Chalon sur Saône

Assises de Saône-et-Loire - Vol à main armée à la bijouterie Azy-Romanet : entre alibi et ADN

C’était le samedi 28 janvier 2012, après 9 h 30, au moment de l’ouverture du coffre-fort et de l’installation des bijoux les plus précieux dans les vitrines. Deux hommes grimés et armés font irruption dans cette bijouterie de la Grande-Rue en plein centre-ville piéton de Chalon-sur-Saône. Après avoir immobilisé les deux vendeuses et une cliente, ils font main basse sur un butin estimé à 530.000 euros, qui n’a jamais été retrouvé. Deux Stéphanois aux casiers judiciaires bien garnis comparaissent. L’audience de mardi a été nerveuse.

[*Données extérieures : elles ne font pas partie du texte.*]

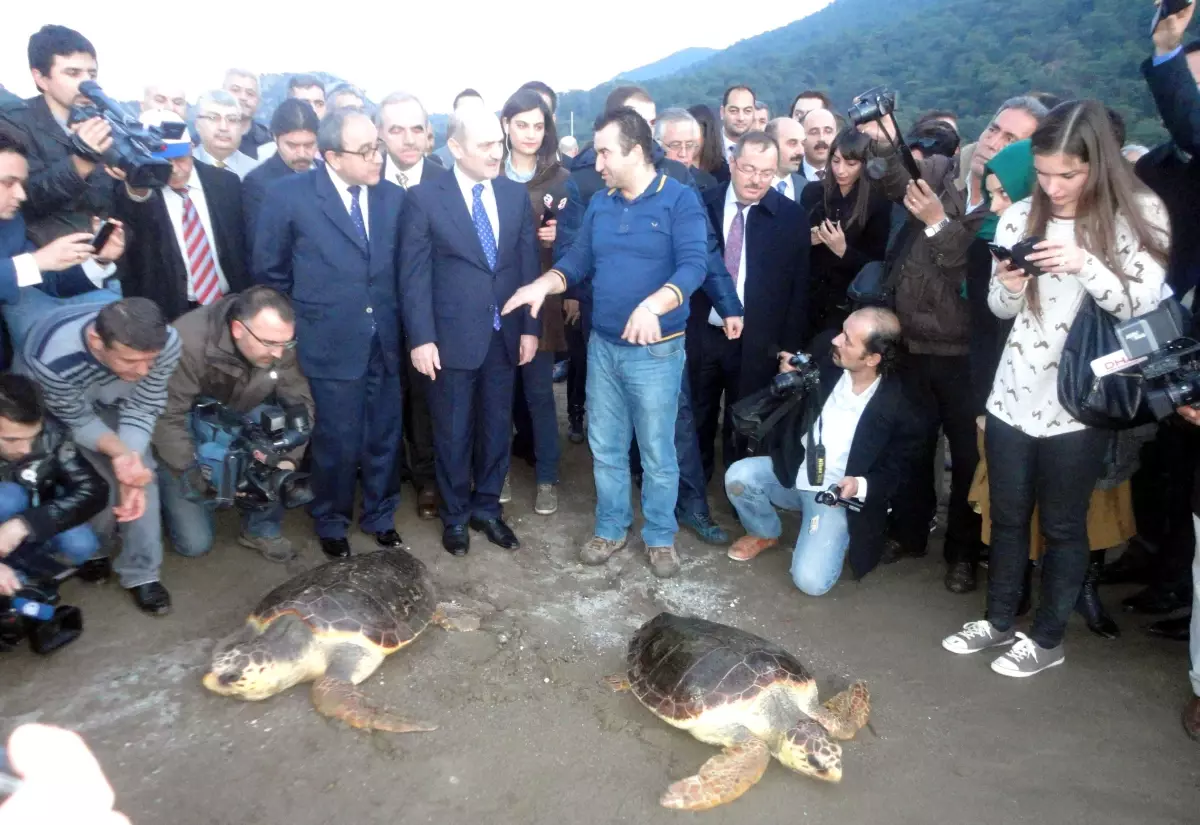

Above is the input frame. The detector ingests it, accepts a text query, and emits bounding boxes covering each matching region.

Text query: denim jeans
[0,481,100,582]
[725,456,850,596]
[158,464,283,558]
[984,415,1111,648]
[588,335,685,547]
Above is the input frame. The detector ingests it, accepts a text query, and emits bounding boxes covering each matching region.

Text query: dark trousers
[308,337,403,538]
[688,324,742,483]
[984,415,1111,648]
[890,355,991,564]
[430,332,516,526]
[512,351,562,484]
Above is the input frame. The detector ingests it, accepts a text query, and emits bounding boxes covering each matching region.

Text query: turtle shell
[250,549,436,652]
[628,613,814,721]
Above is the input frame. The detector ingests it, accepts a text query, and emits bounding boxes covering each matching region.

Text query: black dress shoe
[469,518,521,550]
[376,530,404,550]
[130,582,170,616]
[1146,615,1192,642]
[320,538,350,559]
[442,524,470,555]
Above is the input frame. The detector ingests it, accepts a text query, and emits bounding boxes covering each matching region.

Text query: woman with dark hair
[500,89,570,516]
[942,101,1170,676]
[800,128,892,335]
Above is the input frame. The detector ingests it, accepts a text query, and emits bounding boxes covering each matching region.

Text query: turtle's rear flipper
[659,739,770,811]
[312,678,437,734]
[817,682,871,739]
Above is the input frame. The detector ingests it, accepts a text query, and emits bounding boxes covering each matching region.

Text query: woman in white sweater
[942,101,1169,676]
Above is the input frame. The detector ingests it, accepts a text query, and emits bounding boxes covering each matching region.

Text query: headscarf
[978,140,1037,241]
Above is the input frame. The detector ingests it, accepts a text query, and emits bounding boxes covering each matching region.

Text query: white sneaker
[991,633,1066,679]
[942,619,1020,654]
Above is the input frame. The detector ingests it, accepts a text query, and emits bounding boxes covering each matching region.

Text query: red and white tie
[175,189,223,306]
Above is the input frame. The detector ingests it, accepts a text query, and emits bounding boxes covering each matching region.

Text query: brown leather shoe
[416,487,438,522]
[726,536,779,561]
[1183,697,1200,742]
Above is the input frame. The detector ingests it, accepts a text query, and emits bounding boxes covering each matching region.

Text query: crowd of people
[0,0,1200,735]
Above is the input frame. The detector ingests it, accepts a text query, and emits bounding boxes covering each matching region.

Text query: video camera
[184,398,313,510]
[67,80,175,189]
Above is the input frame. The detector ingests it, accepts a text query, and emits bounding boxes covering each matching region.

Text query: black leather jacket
[0,417,108,544]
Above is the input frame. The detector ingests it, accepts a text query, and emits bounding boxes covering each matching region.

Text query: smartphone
[91,221,116,252]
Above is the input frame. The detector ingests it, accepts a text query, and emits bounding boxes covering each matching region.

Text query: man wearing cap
[115,109,251,321]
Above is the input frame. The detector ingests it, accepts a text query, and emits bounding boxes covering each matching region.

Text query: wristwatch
[925,218,950,237]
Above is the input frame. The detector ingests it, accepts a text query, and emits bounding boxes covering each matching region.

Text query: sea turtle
[204,549,479,733]
[605,613,870,811]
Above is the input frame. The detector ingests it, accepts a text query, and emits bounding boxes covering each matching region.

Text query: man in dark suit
[241,97,320,239]
[252,110,404,558]
[401,107,540,555]
[725,308,919,596]
[114,109,251,321]
[688,132,810,481]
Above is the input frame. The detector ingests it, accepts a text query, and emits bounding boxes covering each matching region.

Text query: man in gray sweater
[17,297,180,615]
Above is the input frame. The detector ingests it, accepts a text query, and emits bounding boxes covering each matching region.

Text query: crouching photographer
[725,308,919,596]
[154,287,313,562]
[0,373,108,652]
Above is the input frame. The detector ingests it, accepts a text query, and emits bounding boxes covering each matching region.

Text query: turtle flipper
[812,682,871,739]
[312,676,437,734]
[659,739,770,811]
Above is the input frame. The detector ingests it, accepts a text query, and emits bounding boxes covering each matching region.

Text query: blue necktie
[347,186,367,246]
[470,183,500,330]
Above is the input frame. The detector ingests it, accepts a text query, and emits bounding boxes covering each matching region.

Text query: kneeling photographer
[0,373,108,652]
[154,287,313,562]
[725,308,918,596]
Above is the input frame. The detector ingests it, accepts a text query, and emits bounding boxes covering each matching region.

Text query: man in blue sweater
[504,107,708,578]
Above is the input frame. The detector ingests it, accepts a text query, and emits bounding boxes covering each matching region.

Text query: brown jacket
[875,143,988,355]
[152,295,314,474]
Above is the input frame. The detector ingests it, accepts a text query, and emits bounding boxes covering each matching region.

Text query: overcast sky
[0,0,829,112]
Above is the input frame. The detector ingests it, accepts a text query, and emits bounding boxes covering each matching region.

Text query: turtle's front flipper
[812,682,871,739]
[312,676,437,734]
[659,739,770,811]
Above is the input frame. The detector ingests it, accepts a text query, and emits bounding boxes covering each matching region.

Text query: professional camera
[184,398,313,510]
[67,80,175,189]
[1117,303,1200,421]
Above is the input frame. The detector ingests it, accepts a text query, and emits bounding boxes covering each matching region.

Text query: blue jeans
[725,456,850,596]
[0,481,100,582]
[588,335,685,547]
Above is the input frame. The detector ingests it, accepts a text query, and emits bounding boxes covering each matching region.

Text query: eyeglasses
[238,321,296,350]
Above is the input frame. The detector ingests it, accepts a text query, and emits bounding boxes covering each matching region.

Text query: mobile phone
[91,221,116,252]
[1150,0,1195,36]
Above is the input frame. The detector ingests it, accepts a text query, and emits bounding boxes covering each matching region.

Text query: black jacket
[764,357,920,578]
[1136,53,1200,295]
[0,416,108,544]
[688,183,811,398]
[0,97,116,247]
[115,163,253,320]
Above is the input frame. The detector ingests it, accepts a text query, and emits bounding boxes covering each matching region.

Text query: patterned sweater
[988,195,1170,438]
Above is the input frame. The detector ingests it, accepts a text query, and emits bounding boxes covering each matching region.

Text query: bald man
[400,107,541,555]
[725,308,920,596]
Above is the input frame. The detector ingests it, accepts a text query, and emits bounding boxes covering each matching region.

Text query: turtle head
[775,719,841,782]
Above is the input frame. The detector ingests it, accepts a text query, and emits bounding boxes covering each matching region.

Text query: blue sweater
[554,173,708,344]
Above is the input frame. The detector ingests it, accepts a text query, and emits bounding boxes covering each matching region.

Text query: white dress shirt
[454,163,500,243]
[796,371,883,501]
[325,164,371,241]
[158,167,229,301]
[708,185,758,326]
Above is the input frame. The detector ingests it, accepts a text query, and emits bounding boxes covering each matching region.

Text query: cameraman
[154,287,313,562]
[0,25,119,246]
[725,308,919,596]
[0,373,108,596]
[859,97,1046,592]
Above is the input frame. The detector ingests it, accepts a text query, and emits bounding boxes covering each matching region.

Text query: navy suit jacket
[400,173,541,369]
[688,183,810,397]
[252,168,404,381]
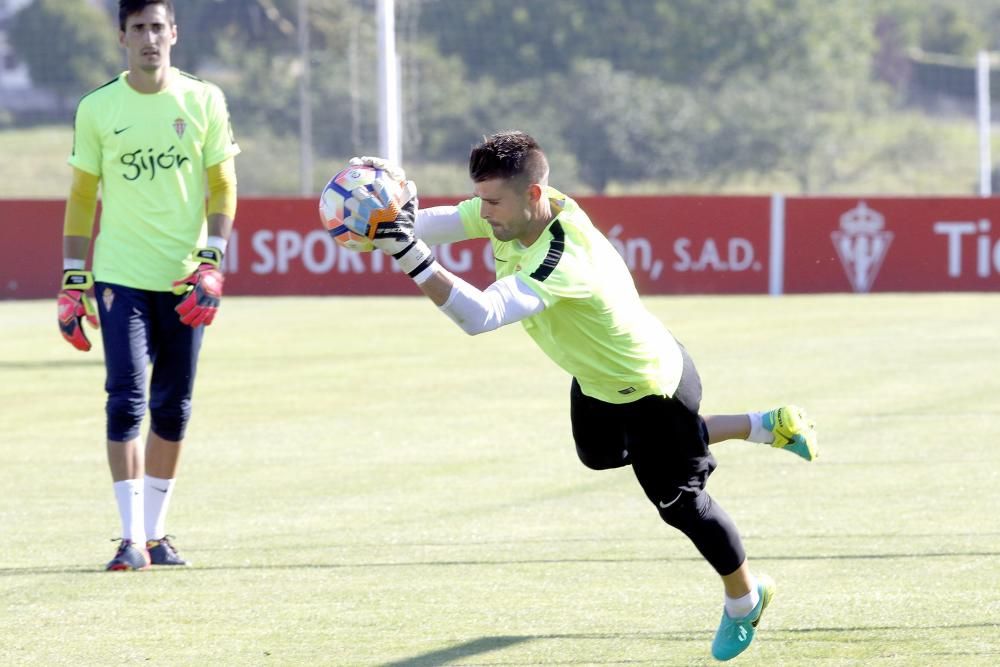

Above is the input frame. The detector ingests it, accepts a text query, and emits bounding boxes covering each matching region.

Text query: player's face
[118,4,177,72]
[472,178,534,241]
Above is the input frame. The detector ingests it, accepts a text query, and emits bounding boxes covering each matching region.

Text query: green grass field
[0,294,1000,667]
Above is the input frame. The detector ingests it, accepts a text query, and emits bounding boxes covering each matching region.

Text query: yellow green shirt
[69,68,240,291]
[458,188,683,403]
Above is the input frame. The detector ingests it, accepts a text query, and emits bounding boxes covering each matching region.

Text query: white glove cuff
[393,239,435,284]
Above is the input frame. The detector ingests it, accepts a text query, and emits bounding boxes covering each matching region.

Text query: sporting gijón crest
[830,202,893,292]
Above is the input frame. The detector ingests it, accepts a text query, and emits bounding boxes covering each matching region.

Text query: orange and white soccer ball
[319,166,406,252]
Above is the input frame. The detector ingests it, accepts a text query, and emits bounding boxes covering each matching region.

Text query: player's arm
[56,167,100,352]
[413,206,469,245]
[174,157,236,327]
[418,270,545,336]
[345,199,545,335]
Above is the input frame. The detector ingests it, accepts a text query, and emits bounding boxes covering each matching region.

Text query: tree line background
[5,0,1000,194]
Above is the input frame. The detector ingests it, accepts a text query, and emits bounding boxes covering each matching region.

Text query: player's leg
[145,293,205,565]
[569,378,630,470]
[95,283,149,570]
[626,353,773,659]
[705,405,819,461]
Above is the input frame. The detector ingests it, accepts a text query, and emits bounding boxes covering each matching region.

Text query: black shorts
[94,282,205,442]
[570,347,717,509]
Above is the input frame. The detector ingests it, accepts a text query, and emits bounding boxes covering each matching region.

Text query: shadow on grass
[379,623,996,667]
[0,547,1000,577]
[381,637,535,667]
[0,356,104,370]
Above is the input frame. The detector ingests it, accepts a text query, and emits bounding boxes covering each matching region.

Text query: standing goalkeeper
[345,132,816,660]
[59,0,239,570]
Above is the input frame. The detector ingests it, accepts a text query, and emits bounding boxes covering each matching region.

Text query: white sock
[726,580,760,619]
[145,475,174,540]
[747,412,774,445]
[114,479,146,548]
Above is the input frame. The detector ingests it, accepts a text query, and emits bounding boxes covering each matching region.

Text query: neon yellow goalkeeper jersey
[458,188,683,403]
[69,68,240,291]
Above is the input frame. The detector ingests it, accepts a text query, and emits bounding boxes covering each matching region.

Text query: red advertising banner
[0,197,769,298]
[0,196,1000,299]
[784,197,1000,292]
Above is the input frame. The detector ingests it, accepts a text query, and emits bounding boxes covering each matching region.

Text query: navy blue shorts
[94,282,205,442]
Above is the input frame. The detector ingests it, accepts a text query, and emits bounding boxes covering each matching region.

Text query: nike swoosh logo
[660,491,684,510]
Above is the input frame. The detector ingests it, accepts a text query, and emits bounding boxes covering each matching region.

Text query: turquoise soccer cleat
[761,405,819,461]
[712,574,774,661]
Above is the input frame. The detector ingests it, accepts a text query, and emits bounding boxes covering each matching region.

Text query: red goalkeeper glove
[174,248,225,327]
[56,269,101,352]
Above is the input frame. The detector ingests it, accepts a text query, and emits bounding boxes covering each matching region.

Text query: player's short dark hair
[118,0,174,32]
[469,130,549,185]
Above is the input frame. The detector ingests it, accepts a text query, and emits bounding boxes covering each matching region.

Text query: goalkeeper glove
[173,248,225,327]
[56,269,101,352]
[344,197,435,284]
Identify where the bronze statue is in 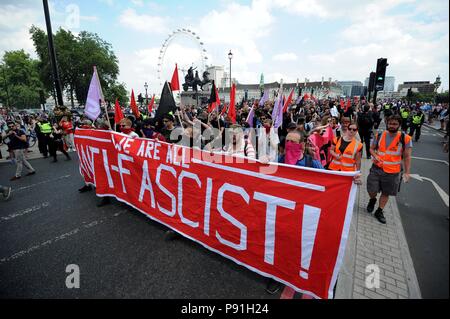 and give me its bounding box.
[183,67,211,92]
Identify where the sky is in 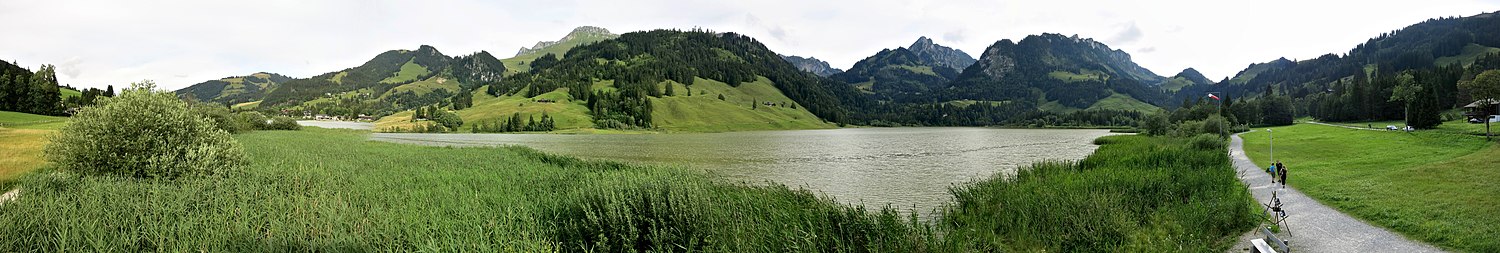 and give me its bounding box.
[0,0,1500,90]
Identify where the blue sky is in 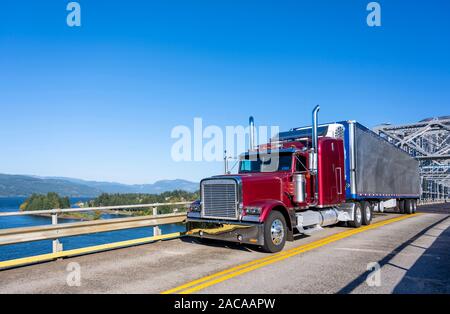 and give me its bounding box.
[0,0,450,183]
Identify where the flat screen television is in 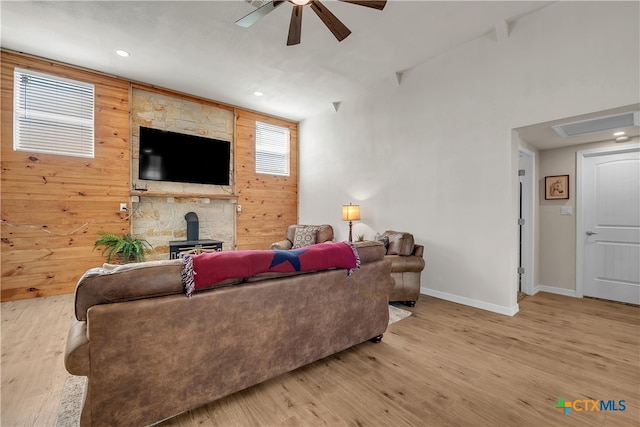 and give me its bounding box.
[138,126,231,185]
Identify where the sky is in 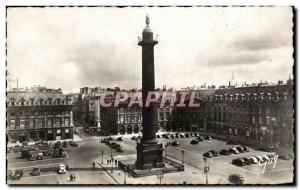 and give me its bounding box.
[7,7,294,93]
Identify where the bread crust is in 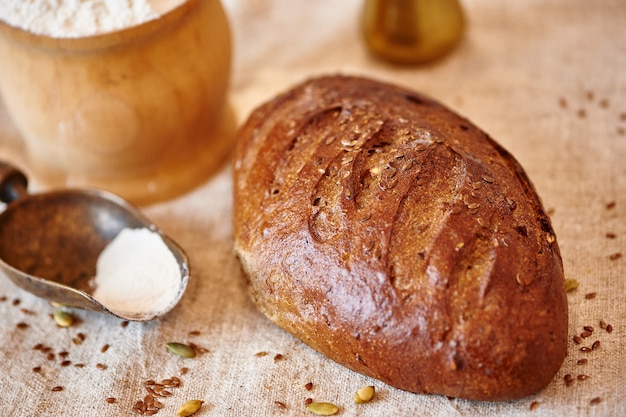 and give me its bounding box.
[233,75,568,400]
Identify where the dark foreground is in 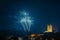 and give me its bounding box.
[0,33,60,40]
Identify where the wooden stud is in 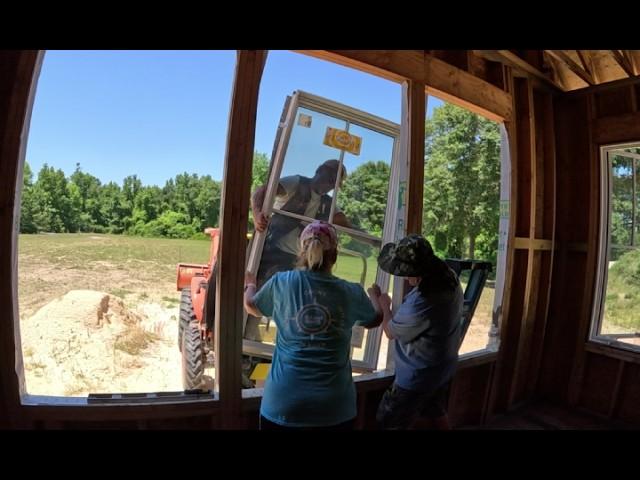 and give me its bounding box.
[507,77,542,406]
[402,81,426,234]
[214,50,267,428]
[607,360,625,418]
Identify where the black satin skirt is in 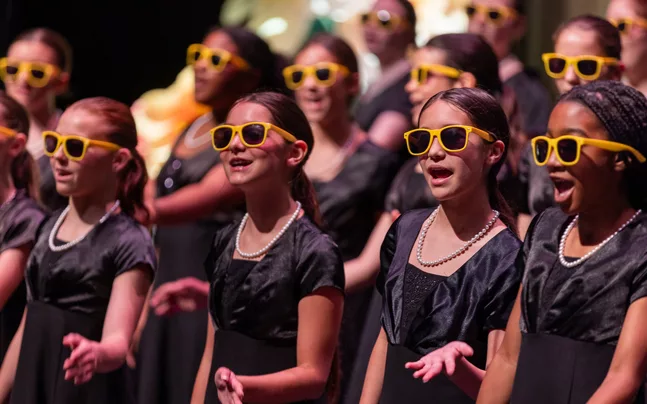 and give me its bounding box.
[380,344,474,404]
[204,330,327,404]
[510,333,645,404]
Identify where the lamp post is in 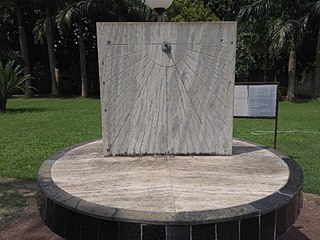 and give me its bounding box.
[145,0,173,22]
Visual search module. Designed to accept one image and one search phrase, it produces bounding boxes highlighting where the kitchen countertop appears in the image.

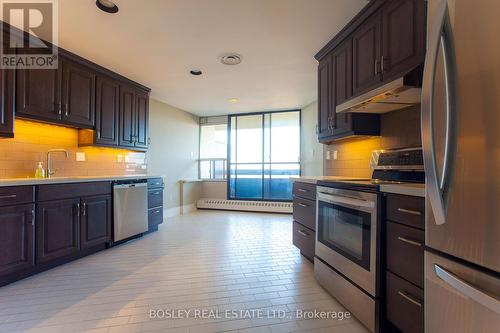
[290,176,368,184]
[0,175,163,187]
[290,176,425,197]
[380,183,425,197]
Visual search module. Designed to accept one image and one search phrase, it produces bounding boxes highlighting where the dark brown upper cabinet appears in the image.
[36,199,80,264]
[318,38,380,143]
[0,204,35,276]
[119,86,136,147]
[381,0,426,81]
[119,85,149,150]
[352,12,382,95]
[80,195,112,249]
[315,0,426,143]
[16,57,95,128]
[317,56,333,140]
[15,64,62,122]
[62,60,95,127]
[135,91,149,149]
[95,76,120,146]
[0,69,14,138]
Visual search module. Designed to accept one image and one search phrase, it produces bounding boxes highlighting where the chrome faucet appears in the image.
[47,149,68,178]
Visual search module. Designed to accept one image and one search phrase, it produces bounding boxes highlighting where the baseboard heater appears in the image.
[196,199,293,214]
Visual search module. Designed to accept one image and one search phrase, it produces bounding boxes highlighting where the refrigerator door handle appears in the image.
[434,264,500,314]
[422,0,456,225]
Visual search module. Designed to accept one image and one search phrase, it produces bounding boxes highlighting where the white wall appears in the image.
[300,102,323,176]
[147,99,200,209]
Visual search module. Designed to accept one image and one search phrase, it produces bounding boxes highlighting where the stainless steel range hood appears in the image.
[335,77,422,113]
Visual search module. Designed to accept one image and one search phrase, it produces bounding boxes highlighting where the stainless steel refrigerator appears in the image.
[422,0,500,333]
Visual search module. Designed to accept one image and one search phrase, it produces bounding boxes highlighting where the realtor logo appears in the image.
[0,0,58,69]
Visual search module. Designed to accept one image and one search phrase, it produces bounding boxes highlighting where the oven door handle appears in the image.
[318,192,375,208]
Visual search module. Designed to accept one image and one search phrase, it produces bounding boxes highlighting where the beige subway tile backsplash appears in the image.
[324,105,421,178]
[0,119,147,178]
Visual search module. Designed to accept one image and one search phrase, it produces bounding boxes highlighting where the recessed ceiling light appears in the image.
[189,69,203,76]
[95,0,118,14]
[220,53,243,66]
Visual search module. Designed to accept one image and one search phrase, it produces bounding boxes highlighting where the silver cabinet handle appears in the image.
[398,208,422,216]
[434,264,500,314]
[422,0,456,225]
[297,230,310,237]
[398,236,422,246]
[398,290,422,308]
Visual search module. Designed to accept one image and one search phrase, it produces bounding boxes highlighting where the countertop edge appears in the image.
[0,175,165,187]
[380,184,425,198]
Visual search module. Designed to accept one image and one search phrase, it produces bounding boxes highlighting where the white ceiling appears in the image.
[59,0,367,116]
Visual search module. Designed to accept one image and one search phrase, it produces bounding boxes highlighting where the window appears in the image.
[198,117,227,179]
[228,111,300,201]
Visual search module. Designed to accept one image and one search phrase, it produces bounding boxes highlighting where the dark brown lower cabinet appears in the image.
[148,178,164,232]
[386,272,424,333]
[80,195,112,249]
[0,204,34,276]
[36,199,80,264]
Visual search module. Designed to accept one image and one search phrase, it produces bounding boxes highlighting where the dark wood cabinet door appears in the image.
[0,204,34,275]
[118,86,136,147]
[135,92,149,149]
[331,38,352,136]
[62,60,95,127]
[36,199,80,263]
[95,76,120,146]
[16,65,62,122]
[352,12,382,95]
[80,195,111,248]
[317,55,333,139]
[381,0,426,80]
[0,69,14,138]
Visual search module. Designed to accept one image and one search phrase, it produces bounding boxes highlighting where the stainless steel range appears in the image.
[314,148,425,332]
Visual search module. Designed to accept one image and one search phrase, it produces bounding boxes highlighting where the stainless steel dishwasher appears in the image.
[113,179,148,242]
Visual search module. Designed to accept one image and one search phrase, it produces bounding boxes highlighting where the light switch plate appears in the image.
[76,151,85,162]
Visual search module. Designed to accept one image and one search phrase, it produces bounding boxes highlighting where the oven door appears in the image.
[316,187,379,297]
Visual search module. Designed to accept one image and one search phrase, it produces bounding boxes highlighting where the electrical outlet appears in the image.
[76,151,85,162]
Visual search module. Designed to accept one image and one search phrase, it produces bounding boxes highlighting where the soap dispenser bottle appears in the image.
[35,162,45,178]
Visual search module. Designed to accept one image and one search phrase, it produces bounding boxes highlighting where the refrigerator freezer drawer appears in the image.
[425,252,500,333]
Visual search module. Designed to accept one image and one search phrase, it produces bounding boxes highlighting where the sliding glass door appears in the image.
[228,111,300,201]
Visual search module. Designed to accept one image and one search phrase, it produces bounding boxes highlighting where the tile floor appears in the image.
[0,211,366,333]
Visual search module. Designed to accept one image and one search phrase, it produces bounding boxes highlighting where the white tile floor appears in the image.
[0,211,366,333]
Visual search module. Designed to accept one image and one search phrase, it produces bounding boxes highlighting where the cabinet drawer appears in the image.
[386,272,424,333]
[148,189,163,208]
[293,182,316,200]
[148,207,163,227]
[293,222,316,260]
[386,222,425,288]
[0,186,35,206]
[293,197,316,230]
[37,182,111,201]
[387,194,425,229]
[148,178,163,188]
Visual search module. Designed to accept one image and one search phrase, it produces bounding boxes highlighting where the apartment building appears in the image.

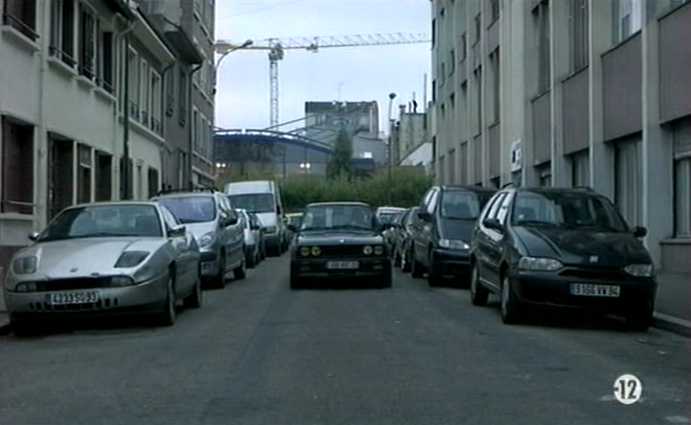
[0,0,175,267]
[432,0,691,273]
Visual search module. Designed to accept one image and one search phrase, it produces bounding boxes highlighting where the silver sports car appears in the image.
[5,202,202,333]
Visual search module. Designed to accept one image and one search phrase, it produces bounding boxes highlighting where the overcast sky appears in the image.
[216,0,431,129]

Karim Salah et Farid Boulariah ont chacun plus de quinze condamnations à leur palmarès. Ils ont déjà fait de longs séjours en prison et semblent loin de l’angoisse qui étreint les cambrioleurs ordinaires qui s’asseyent dans un box vitré lors des procès en correctionnelle et aux Assises. Ils parlent peu aux psychiatres et psychologues chargés de les examiner, encore moins pendant leur garde-à-vue. Ils connaissent la musique et pas mal de prisons régionales. Malgré les six gendarmes qui les encadrent et les dizaines d’années de prison risquées, ils ont l’air, pour ce deuxième jour de procès chalonnais plutôt détendus. Celui qui reconnaît les faits, Karim, est défendu par une seule avocate. Celui qui les nie, Farid, a fait appel à deux plaideurs dont l’un, Me Philippe Scrève, est amicalement surnommé « l’avocat de la pègre lyonnaise » dans les prétoires de la région. Il est réputé très procédurier, pointilleusement efficace et a permis à nombre de ses clients d’être soulagés de quelques accusations en traquant le vice de procédure dans les dossiers. Aussi redoutable que distributeur de pointes de mépris à ses interlocuteurs, qu’il tente sans cesse de déstabiliser pour rassurer sa clientèle et créer le doute parmi les jurés. Ce mardi, encadré par ses collègues Mes Florence Vincent et Charles, il a malmené méthodiquement, sur le fil tendu de l’agressivité de prétoire et du reproche en compétence professionnelle le gendarme et les trois policiers venus témoigner. Me Scrève a reproché par exemple à la PJ de la Loire et à la cour de ne plus pouvoir fournir la fadette (liste des appels d’un suspect mis sous surveillance) évoquée dans un PV pour localiser son client au moment des cambriolages. Une de ses questions lui a valu un rappel à l’ordre, sous forme de cri, du président Arnaud, très affable pourtant. Dans le box, Farid Boulariah prend des notes.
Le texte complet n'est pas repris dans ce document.